The thing about juggernauts is, they sometimes coast. Haciendo Historia starts off loaded with would-be hits, but after a while you might get brassed out. And clarinetted out. Or, more to the point, you might feel exhausted hearing this expert band play the heck out of mediocre songs. True, the arrangements can get samey — there’s only so many different ways trumpets, trombones, and clarinets can trade off antiphonal licks. But usually every chart has something going for it, whether the wild clarinet shrieks of “Regresame” or the swanky vibrato in skippety-skip polka “Llegaste”. If Historia ultimately feels empty, blame it on the songs qua songs, second-rate melodies plus rote harmonies, the empty rot inside the horns’ bejeweled façade.

OK, maybe that’s a little harsh, especially since Historia opens with five tunes befitting legends. Luna’s hit “Vas a Llorar Por Mi” (“You’ll Mourn for Me”) sounds maudlin in isolation but really good on the radio, where its tempo-stopping flourishes of high seriousness set it apart. The drums are strictly coloristic, allowing the horns to settle into a deep and flexible pocket of groove. With this song and “Mi Último Deseo”, last year’s hit for spinoff group Banda los Recoditos, could we be witnessing a new era in regional Mexican funeral planning songs? Discuss.

The spritely frolic “Ni Caso Tiene” represents one of the miracles of recent banda: lush polkas. The band takes polka’s loping oompahs and makes them flourish with richer chord changes and a virtuosity that’s almost gimmicky. I mean, the sheer amount of stuff bouncing across the horn lines is hard to believe. Kudos to whichever trombonist landed those little 16th note triplets after the chorus. This is how the band “makes history” two ways: they inhabit the sound of 75 years ago while making it immediate, urgent, and likely to stick around. Their take on traditional music sounds like today.

The next two ballads, “Consequencia de Mis Actos” and “Creí”, have huge choruses and sound like future singles. My money’s on “Creí” and its magic chord changes because I already walk around singing it, even though the only word I reliably get right is “besos”. Ending this auspicious bunch is “El Rosario de Oro”, whose gorgeous melody bridges a rapid-fire stream of waltzing horns, a nice contrast.

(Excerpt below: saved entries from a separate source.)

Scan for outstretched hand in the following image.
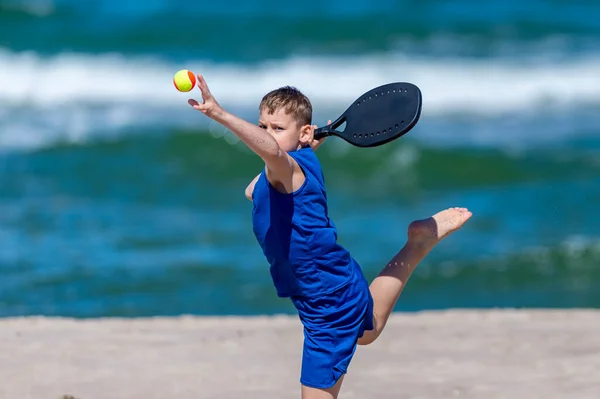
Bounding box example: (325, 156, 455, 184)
(188, 74, 224, 119)
(310, 119, 331, 151)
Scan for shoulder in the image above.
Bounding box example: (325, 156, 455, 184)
(288, 146, 320, 169)
(289, 145, 316, 159)
(289, 146, 325, 184)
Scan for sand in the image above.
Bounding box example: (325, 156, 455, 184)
(1, 309, 599, 399)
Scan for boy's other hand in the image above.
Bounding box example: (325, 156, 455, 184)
(310, 120, 331, 151)
(188, 74, 224, 119)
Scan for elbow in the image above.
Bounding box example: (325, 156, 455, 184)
(255, 137, 288, 170)
(261, 145, 285, 163)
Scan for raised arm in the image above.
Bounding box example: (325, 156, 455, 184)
(189, 74, 292, 184)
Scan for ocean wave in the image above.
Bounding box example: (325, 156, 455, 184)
(1, 48, 599, 150)
(2, 48, 598, 111)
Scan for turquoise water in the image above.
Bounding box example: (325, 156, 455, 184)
(0, 0, 599, 317)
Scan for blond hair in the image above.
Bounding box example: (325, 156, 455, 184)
(259, 86, 312, 126)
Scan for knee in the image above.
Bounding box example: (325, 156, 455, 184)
(357, 330, 378, 346)
(357, 312, 381, 346)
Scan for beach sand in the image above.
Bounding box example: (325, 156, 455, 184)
(1, 309, 599, 399)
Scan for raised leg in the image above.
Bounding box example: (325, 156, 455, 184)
(358, 207, 472, 345)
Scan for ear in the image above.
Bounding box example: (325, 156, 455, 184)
(299, 123, 314, 145)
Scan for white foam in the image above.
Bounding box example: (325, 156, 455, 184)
(1, 48, 599, 113)
(0, 48, 599, 150)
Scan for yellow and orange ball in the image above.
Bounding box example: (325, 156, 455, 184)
(173, 69, 196, 92)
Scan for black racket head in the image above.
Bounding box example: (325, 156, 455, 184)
(321, 82, 422, 147)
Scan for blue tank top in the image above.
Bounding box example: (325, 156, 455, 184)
(251, 146, 356, 298)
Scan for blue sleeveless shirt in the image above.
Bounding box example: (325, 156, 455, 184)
(251, 146, 356, 298)
(251, 146, 375, 389)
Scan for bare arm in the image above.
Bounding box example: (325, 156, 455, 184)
(244, 120, 331, 201)
(213, 111, 292, 177)
(189, 74, 293, 185)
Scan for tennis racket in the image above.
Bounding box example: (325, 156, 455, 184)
(314, 82, 422, 147)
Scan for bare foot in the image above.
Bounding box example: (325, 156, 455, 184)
(407, 207, 472, 252)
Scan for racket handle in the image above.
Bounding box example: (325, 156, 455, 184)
(314, 126, 333, 140)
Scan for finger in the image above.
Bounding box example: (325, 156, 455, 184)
(195, 75, 206, 99)
(188, 98, 207, 112)
(196, 74, 212, 100)
(188, 98, 204, 109)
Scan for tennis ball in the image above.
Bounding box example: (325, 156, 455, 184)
(173, 69, 196, 92)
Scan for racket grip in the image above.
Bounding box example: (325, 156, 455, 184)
(314, 127, 333, 140)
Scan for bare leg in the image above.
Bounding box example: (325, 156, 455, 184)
(301, 376, 345, 399)
(358, 207, 472, 345)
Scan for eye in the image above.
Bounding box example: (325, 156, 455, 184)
(258, 124, 266, 129)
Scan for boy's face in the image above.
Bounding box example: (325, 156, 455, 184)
(258, 107, 312, 152)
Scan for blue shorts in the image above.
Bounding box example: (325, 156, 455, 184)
(292, 274, 374, 389)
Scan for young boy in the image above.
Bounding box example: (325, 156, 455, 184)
(188, 74, 472, 399)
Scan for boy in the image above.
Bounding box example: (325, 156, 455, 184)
(188, 74, 472, 399)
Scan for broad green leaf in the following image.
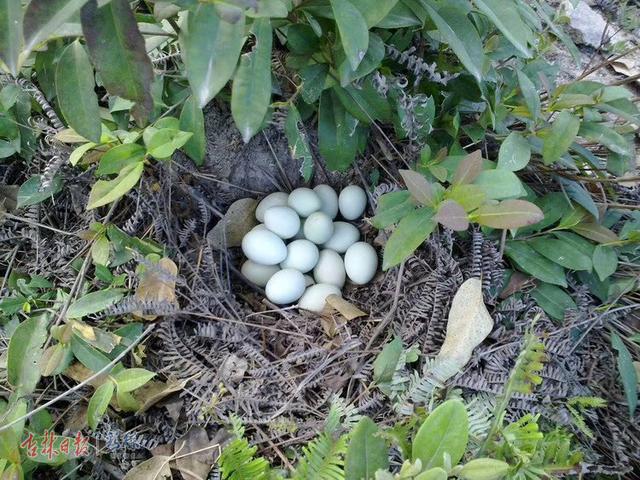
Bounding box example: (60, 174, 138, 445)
(412, 399, 469, 469)
(113, 368, 156, 393)
(0, 398, 26, 464)
(505, 241, 567, 287)
(459, 458, 510, 480)
(180, 3, 245, 107)
(376, 1, 422, 28)
(559, 178, 599, 220)
(453, 150, 483, 185)
(179, 95, 206, 166)
(474, 0, 532, 57)
(0, 0, 22, 75)
(373, 337, 402, 384)
(96, 143, 146, 176)
(284, 104, 313, 181)
(16, 175, 62, 208)
(81, 0, 154, 123)
(71, 335, 112, 372)
(423, 3, 485, 82)
(145, 127, 193, 159)
(529, 237, 592, 271)
(232, 18, 272, 143)
(8, 315, 48, 395)
(337, 32, 384, 86)
(542, 111, 580, 164)
(345, 416, 389, 480)
(334, 82, 392, 124)
(530, 283, 576, 321)
(571, 222, 618, 244)
(88, 381, 114, 430)
(351, 0, 399, 27)
(593, 245, 617, 281)
(23, 0, 90, 54)
(445, 184, 486, 212)
(520, 192, 569, 233)
(399, 170, 434, 206)
(473, 199, 543, 229)
(474, 170, 527, 200)
(286, 24, 319, 55)
(299, 63, 328, 104)
(517, 70, 541, 120)
(87, 161, 144, 209)
(434, 199, 469, 231)
(578, 122, 632, 156)
(67, 289, 125, 318)
(553, 232, 595, 260)
(383, 207, 435, 270)
(498, 132, 530, 171)
(415, 468, 448, 480)
(330, 0, 369, 71)
(247, 0, 289, 18)
(611, 332, 638, 417)
(70, 142, 97, 166)
(318, 90, 359, 171)
(91, 235, 110, 265)
(371, 192, 416, 229)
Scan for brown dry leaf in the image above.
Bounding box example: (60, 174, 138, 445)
(611, 60, 640, 86)
(123, 455, 172, 480)
(0, 185, 18, 213)
(207, 197, 258, 249)
(64, 362, 109, 388)
(174, 428, 219, 480)
(64, 404, 88, 433)
(70, 319, 122, 353)
(325, 294, 367, 320)
(135, 377, 189, 414)
(134, 257, 179, 320)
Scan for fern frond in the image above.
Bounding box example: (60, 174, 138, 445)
(219, 437, 270, 480)
(294, 432, 347, 480)
(324, 396, 360, 436)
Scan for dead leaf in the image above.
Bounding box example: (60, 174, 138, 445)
(174, 428, 219, 480)
(70, 319, 122, 353)
(135, 378, 188, 414)
(123, 455, 172, 480)
(219, 354, 248, 383)
(207, 197, 258, 249)
(64, 362, 109, 388)
(499, 271, 534, 299)
(0, 185, 18, 212)
(611, 59, 640, 86)
(53, 128, 90, 143)
(325, 294, 367, 320)
(134, 257, 179, 320)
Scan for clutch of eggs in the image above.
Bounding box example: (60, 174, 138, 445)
(241, 184, 376, 312)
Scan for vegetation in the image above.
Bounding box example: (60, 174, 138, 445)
(0, 0, 638, 478)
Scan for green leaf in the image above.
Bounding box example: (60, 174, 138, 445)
(8, 315, 48, 395)
(181, 3, 245, 108)
(345, 416, 388, 480)
(0, 398, 27, 464)
(412, 399, 469, 469)
(373, 337, 402, 384)
(383, 207, 435, 270)
(91, 235, 110, 266)
(350, 0, 399, 27)
(516, 70, 541, 120)
(88, 381, 114, 430)
(81, 0, 154, 123)
(423, 3, 485, 82)
(415, 468, 448, 480)
(530, 283, 576, 321)
(112, 368, 155, 393)
(505, 241, 567, 287)
(96, 143, 146, 176)
(611, 332, 638, 418)
(87, 161, 144, 210)
(285, 104, 313, 181)
(553, 231, 595, 260)
(318, 90, 359, 171)
(474, 0, 532, 57)
(231, 18, 272, 143)
(542, 111, 580, 164)
(578, 122, 632, 156)
(300, 63, 329, 104)
(16, 175, 63, 208)
(247, 0, 289, 18)
(71, 335, 112, 372)
(334, 82, 391, 124)
(0, 0, 23, 75)
(593, 245, 617, 281)
(559, 178, 599, 220)
(473, 199, 543, 229)
(371, 191, 416, 229)
(459, 458, 510, 480)
(474, 170, 527, 200)
(179, 95, 206, 166)
(337, 32, 384, 86)
(571, 222, 618, 244)
(330, 0, 369, 71)
(498, 132, 530, 171)
(66, 289, 125, 318)
(529, 237, 593, 271)
(70, 142, 97, 166)
(144, 127, 193, 159)
(445, 184, 486, 212)
(23, 0, 90, 54)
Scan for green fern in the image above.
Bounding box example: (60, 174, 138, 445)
(566, 396, 607, 439)
(219, 416, 271, 480)
(293, 432, 347, 480)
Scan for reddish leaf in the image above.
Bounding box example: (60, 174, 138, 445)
(453, 149, 483, 185)
(473, 200, 543, 229)
(399, 169, 434, 206)
(434, 199, 469, 231)
(571, 222, 618, 244)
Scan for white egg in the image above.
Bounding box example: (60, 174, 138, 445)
(264, 206, 301, 239)
(323, 222, 360, 253)
(280, 239, 319, 273)
(303, 212, 334, 244)
(288, 187, 322, 217)
(313, 249, 346, 287)
(339, 185, 367, 220)
(293, 221, 306, 239)
(298, 284, 341, 312)
(344, 242, 378, 285)
(241, 260, 279, 287)
(242, 229, 287, 265)
(252, 224, 269, 232)
(313, 184, 339, 219)
(303, 274, 315, 287)
(256, 192, 289, 222)
(265, 269, 306, 304)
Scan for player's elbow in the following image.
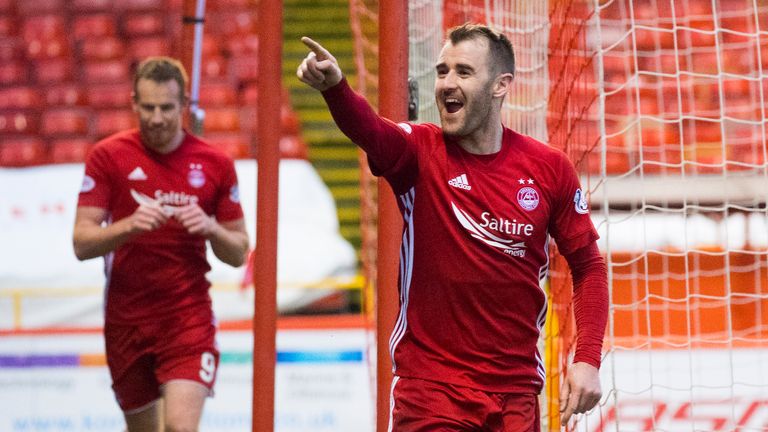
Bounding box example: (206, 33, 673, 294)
(72, 242, 93, 261)
(216, 240, 249, 267)
(72, 232, 105, 261)
(222, 253, 246, 268)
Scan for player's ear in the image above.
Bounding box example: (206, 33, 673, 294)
(493, 72, 514, 99)
(131, 92, 139, 113)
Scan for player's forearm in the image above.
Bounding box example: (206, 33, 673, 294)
(322, 78, 408, 156)
(207, 222, 249, 267)
(564, 242, 609, 368)
(73, 218, 135, 260)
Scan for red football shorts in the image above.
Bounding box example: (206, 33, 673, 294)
(104, 313, 220, 412)
(390, 376, 540, 431)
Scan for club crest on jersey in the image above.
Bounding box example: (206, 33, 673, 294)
(188, 163, 205, 188)
(517, 187, 539, 211)
(573, 188, 589, 214)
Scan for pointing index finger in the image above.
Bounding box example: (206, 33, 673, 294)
(301, 36, 330, 61)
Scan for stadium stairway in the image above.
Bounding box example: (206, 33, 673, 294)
(283, 0, 363, 252)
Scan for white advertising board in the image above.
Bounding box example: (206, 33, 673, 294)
(0, 329, 375, 432)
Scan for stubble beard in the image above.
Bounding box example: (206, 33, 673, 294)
(140, 124, 175, 152)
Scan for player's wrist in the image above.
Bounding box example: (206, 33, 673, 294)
(204, 218, 222, 240)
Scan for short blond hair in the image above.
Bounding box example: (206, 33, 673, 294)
(448, 23, 515, 76)
(133, 56, 189, 102)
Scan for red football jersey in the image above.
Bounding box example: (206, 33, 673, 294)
(77, 129, 244, 325)
(324, 80, 599, 393)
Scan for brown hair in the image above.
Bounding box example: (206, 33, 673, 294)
(448, 23, 515, 77)
(132, 56, 188, 102)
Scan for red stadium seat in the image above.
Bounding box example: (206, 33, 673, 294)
(123, 13, 166, 37)
(0, 16, 17, 37)
(238, 106, 256, 133)
(280, 135, 309, 160)
(0, 0, 13, 13)
(0, 37, 25, 61)
(599, 152, 631, 175)
(34, 58, 75, 84)
(209, 0, 258, 10)
(240, 83, 258, 105)
(0, 87, 42, 110)
(127, 37, 170, 61)
(17, 0, 65, 15)
(281, 105, 301, 137)
(26, 37, 69, 60)
(0, 137, 47, 166)
(200, 36, 222, 57)
(80, 37, 127, 60)
(210, 11, 258, 37)
(199, 82, 238, 106)
(230, 56, 259, 82)
(40, 108, 90, 136)
(201, 55, 228, 78)
(115, 0, 165, 11)
(68, 0, 114, 12)
(44, 83, 86, 107)
(0, 60, 28, 86)
(83, 60, 130, 83)
(94, 109, 136, 138)
(225, 34, 259, 56)
(87, 83, 133, 108)
(202, 107, 241, 132)
(0, 111, 39, 135)
(21, 15, 66, 42)
(203, 133, 251, 159)
(50, 138, 92, 163)
(719, 16, 754, 39)
(760, 9, 768, 33)
(73, 14, 117, 41)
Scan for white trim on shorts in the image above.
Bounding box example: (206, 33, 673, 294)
(123, 398, 160, 415)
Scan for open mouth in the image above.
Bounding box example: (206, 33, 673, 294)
(445, 98, 464, 114)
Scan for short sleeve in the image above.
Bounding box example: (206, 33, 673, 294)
(77, 145, 113, 210)
(214, 158, 244, 222)
(548, 154, 599, 255)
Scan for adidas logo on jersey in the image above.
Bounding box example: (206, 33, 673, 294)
(128, 167, 147, 181)
(448, 174, 472, 190)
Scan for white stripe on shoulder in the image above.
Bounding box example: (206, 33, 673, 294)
(397, 122, 413, 134)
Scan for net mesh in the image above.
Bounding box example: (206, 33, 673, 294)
(349, 0, 768, 430)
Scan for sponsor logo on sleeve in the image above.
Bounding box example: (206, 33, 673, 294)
(573, 188, 589, 214)
(229, 184, 240, 203)
(397, 122, 413, 134)
(80, 175, 95, 193)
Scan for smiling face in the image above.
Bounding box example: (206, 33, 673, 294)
(132, 78, 185, 154)
(434, 37, 499, 138)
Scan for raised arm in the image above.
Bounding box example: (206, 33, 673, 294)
(297, 37, 415, 179)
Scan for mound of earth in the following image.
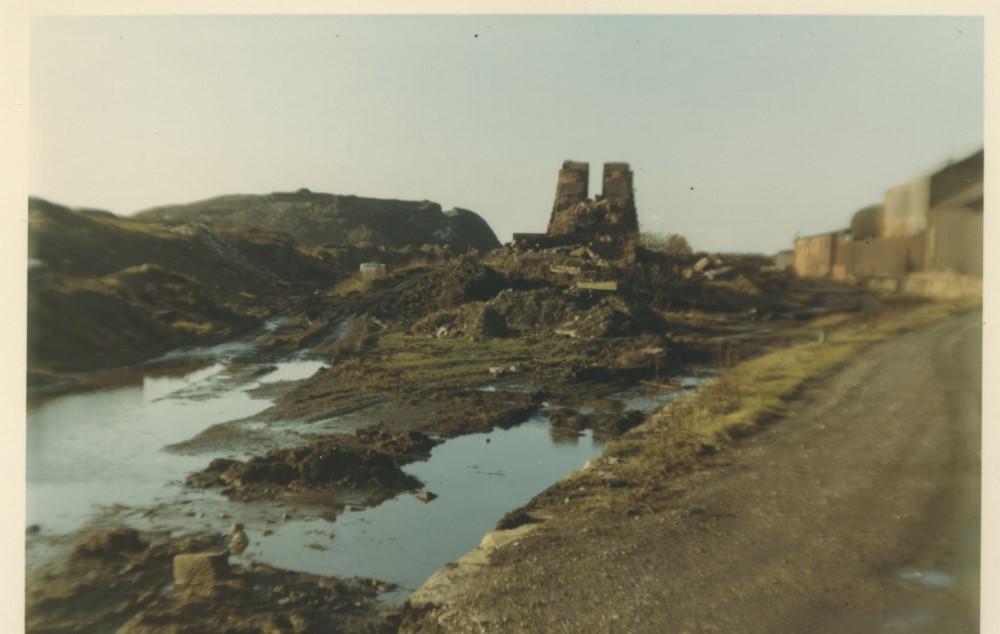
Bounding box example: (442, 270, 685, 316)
(420, 391, 544, 438)
(186, 430, 438, 501)
(411, 287, 665, 340)
(28, 197, 343, 376)
(133, 189, 501, 253)
(330, 255, 513, 324)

After that the album starts going downhill, almost imperceptibly until you notice you’re planning dinner and you can’t remember the song you just heard. By the time closing cumbia “El Nini” rolls around, its “ooo-ee! ooo-ee!” hiccups feel like desperate pleas for attention. Of course, Banda el Recodo doesn’t need to sound desperate, but they also don’t need to get an A+ on every album. You probably don’t make it to 75 years old without some calculated slacking off.